A related but different pattern is the Somogyi effect, where blood sugar drops too low during the night (often from too much insulin or not enough food before bed) and the body overcorrects by flooding the bloodstream with glucose. The result looks the same on a morning reading: high blood sugar. But the cause is opposite. The dawn phenomenon happens on its own. The Somogyi effect is a rebound from a low. A continuous glucose monitor can distinguish between them by showing what happened overnight, which matters because the solutions are different.
Dehydration Concentrates Your Blood Sugar
This is one of the simplest and most overlooked factors. When you’re dehydrated, you have less water in your blood, which means the same amount of glucose is dissolved in less fluid. The concentration goes up, and your reading goes up, even though nothing else changed. The CDC lists dehydration as one of the common surprising causes of blood sugar spikes.
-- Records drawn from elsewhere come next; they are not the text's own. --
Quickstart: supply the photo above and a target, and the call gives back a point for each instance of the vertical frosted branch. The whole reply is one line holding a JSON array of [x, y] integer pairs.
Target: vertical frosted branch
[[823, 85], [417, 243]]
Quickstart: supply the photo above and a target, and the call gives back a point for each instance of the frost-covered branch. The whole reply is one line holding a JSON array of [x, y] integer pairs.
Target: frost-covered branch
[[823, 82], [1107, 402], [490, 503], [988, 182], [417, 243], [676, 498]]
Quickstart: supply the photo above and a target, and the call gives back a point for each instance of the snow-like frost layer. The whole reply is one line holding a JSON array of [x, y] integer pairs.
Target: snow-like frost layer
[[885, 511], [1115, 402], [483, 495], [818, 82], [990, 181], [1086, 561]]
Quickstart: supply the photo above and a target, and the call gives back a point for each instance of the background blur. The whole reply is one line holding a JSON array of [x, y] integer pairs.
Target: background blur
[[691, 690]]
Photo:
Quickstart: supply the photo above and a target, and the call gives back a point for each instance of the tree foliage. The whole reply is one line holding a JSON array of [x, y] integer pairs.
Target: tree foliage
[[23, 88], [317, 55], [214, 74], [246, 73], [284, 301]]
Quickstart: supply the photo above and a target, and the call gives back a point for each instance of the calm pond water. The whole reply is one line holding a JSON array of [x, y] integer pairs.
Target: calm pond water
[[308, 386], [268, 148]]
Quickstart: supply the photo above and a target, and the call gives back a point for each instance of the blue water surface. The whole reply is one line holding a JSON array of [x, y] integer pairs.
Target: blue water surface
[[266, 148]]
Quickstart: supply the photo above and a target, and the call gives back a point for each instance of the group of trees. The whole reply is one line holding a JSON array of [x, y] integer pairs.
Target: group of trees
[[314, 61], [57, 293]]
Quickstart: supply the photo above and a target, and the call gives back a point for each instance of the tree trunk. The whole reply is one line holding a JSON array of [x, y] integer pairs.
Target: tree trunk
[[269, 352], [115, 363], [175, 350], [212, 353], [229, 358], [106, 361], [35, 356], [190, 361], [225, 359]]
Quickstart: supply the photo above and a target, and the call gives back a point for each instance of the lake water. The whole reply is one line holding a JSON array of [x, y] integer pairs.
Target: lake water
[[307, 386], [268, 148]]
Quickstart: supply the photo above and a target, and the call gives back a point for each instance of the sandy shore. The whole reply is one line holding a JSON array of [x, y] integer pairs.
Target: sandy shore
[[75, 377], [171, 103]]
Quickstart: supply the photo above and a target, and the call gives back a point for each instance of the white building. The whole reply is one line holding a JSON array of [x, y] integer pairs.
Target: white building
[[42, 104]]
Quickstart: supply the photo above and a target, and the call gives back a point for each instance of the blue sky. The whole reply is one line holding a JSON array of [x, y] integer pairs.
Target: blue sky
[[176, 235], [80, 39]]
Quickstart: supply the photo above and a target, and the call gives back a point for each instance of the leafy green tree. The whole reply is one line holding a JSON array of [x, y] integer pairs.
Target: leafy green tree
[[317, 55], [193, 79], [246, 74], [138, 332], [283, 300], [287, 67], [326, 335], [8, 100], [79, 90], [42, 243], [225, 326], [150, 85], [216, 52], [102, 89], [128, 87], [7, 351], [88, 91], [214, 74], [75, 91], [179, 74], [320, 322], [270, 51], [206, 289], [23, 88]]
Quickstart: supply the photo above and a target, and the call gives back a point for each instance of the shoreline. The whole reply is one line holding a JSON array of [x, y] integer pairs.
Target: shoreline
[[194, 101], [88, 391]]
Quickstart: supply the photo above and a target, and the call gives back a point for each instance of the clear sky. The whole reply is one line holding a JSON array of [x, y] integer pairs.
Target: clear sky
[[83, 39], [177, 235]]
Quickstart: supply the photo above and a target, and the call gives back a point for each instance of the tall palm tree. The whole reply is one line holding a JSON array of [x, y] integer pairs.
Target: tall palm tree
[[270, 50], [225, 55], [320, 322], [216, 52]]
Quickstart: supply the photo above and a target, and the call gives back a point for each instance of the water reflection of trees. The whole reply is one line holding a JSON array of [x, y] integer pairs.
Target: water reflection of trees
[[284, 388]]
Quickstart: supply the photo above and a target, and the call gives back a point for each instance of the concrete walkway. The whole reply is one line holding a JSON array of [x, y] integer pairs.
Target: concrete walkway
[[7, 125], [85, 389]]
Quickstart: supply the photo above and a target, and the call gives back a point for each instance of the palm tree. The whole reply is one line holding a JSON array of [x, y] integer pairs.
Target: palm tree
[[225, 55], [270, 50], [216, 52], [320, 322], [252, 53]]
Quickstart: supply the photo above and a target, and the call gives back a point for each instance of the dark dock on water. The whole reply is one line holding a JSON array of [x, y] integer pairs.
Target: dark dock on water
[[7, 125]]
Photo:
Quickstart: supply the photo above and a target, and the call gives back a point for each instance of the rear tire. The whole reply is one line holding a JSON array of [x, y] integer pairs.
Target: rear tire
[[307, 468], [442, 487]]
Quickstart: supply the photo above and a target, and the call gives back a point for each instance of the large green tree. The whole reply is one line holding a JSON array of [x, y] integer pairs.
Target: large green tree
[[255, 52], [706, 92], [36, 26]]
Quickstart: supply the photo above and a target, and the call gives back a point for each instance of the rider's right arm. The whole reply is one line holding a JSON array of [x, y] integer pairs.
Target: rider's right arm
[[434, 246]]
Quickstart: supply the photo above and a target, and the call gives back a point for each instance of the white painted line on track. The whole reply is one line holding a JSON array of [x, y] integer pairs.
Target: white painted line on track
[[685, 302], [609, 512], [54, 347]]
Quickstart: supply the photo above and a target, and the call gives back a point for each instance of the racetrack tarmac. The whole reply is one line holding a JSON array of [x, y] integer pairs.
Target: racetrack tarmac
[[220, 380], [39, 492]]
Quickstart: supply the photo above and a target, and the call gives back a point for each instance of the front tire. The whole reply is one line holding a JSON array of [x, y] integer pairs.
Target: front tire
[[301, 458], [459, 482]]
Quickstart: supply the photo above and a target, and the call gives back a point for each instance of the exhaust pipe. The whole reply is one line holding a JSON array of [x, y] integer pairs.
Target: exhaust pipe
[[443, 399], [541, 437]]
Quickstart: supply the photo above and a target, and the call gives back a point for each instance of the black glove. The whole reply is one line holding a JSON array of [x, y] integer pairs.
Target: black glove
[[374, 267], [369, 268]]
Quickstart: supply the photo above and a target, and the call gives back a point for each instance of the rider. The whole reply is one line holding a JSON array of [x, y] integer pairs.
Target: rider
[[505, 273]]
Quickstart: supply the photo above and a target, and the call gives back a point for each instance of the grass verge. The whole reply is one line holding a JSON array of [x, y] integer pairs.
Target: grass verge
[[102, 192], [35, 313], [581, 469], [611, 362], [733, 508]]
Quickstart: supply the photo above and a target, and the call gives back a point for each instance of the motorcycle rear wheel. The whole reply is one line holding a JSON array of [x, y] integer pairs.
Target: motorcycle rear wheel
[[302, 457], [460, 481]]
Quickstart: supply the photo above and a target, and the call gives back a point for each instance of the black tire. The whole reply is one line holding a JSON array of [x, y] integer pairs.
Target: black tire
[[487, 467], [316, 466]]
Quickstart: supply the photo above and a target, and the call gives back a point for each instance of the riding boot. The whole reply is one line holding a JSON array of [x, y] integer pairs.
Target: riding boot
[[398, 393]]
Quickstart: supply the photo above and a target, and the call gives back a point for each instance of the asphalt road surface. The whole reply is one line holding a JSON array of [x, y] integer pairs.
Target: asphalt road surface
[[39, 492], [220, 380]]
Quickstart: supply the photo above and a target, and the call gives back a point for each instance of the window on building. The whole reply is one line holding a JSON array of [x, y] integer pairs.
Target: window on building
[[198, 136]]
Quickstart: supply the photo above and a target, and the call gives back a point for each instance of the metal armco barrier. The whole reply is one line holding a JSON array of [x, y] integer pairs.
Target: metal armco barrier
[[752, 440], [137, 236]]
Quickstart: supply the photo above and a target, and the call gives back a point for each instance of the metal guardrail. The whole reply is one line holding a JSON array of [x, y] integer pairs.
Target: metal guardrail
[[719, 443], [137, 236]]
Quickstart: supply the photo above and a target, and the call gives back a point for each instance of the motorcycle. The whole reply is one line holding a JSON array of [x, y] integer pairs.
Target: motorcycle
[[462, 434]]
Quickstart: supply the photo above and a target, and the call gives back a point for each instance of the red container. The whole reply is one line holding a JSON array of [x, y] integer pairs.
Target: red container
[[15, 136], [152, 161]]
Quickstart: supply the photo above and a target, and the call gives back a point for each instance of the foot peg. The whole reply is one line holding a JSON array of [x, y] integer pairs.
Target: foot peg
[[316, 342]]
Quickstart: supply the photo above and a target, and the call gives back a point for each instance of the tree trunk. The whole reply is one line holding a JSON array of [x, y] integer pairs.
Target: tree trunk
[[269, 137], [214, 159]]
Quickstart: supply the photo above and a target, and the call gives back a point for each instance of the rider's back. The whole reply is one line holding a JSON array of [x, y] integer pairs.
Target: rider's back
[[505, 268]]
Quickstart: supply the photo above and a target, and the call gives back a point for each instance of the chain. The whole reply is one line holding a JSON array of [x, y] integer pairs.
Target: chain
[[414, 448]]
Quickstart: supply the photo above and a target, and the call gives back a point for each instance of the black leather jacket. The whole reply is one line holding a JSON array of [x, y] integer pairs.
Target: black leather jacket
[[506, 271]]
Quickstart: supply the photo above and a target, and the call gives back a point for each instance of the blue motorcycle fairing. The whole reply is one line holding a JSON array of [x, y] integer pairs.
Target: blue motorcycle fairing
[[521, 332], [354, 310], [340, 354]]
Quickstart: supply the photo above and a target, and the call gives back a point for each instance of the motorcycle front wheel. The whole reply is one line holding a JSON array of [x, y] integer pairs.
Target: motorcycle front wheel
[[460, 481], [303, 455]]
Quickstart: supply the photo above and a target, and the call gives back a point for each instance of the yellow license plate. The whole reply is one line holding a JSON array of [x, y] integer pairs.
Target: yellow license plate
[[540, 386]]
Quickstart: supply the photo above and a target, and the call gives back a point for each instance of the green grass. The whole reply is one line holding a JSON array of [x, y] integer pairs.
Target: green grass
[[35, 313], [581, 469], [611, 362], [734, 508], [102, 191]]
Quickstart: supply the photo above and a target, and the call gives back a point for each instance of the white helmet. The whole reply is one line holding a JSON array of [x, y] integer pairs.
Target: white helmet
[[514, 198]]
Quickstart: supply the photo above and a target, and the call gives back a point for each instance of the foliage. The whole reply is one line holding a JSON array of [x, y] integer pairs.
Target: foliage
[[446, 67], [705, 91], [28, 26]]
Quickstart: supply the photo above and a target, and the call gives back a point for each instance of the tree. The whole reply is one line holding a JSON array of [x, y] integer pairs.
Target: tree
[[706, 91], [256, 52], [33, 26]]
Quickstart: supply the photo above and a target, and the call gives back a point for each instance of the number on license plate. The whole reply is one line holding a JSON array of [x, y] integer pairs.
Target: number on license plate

High blood sugar itself makes you urinate more, which dehydrates you further, which raises your reading more. It’s a vicious cycle. Staying consistently hydrated won’t cure diabetes, but it can prevent artificially inflated readings and reduce the severity of spikes.
Chronic Inflammation Creates a Feedback Loop
Ongoing low-grade inflammation, the kind caused by excess abdominal fat, gum disease, untreated infections, or autoimmune conditions, worsens insulin resistance. Inflammation activates pathways in your cells that interfere with insulin’s ability to do its job. At the same time, insulin resistance itself promotes more inflammation, creating a self-reinforcing cycle. Markers of inflammation track closely with measures of insulin resistance in research, and addressing sources of chronic inflammation (losing visceral fat, treating infections, managing inflammatory conditions) can improve blood sugar independently of other changes.
Exercise Timing Matters More Than You Think
Exercise lowers blood sugar, but when you do it relative to meals makes a significant difference. Blood sugar typically peaks within 90 minutes of eating. Starting a walk or other light activity about 30 minutes after the start of a meal catches that spike on the way up and blunts it substantially. This doesn’t need to be intense. A 15 to 20 minute walk after dinner is one of the most effective tools for reducing post-meal blood sugar.
If you’re only exercising first thing in the morning or hours after eating, you’re still getting general metabolic benefits, but you’re missing the window where exercise has the most dramatic impact on glucose spikes. Shifting even one activity session to the post-meal window can make a visible difference on a glucose monitor.
Your Current Treatment May Need Adjusting
Type 2 diabetes is progressive. The pancreas gradually loses its ability to produce enough insulin over time, even when other factors are well managed. A treatment plan that worked perfectly two years ago may no longer be enough. This isn’t a personal failure. It’s the biology of the disease. If your numbers are creeping up despite consistent habits, the most likely explanation is that your current medication regimen needs to be stepped up or changed, not that you’re doing something wrong.
Continuous glucose monitors have become increasingly useful for identifying exactly where blood sugar goes off track. Recent data shows that people with type 2 diabetes who use these devices see meaningful improvements in time spent in the target range of 70 to 180 mg/dL, even those not using insulin. The real-time feedback helps you connect specific foods, activities, stress, and sleep to what your glucose actually does, turning guesswork into data. If you’ve been managing by occasional finger sticks alone, you may be missing patterns that a continuous reading would reveal.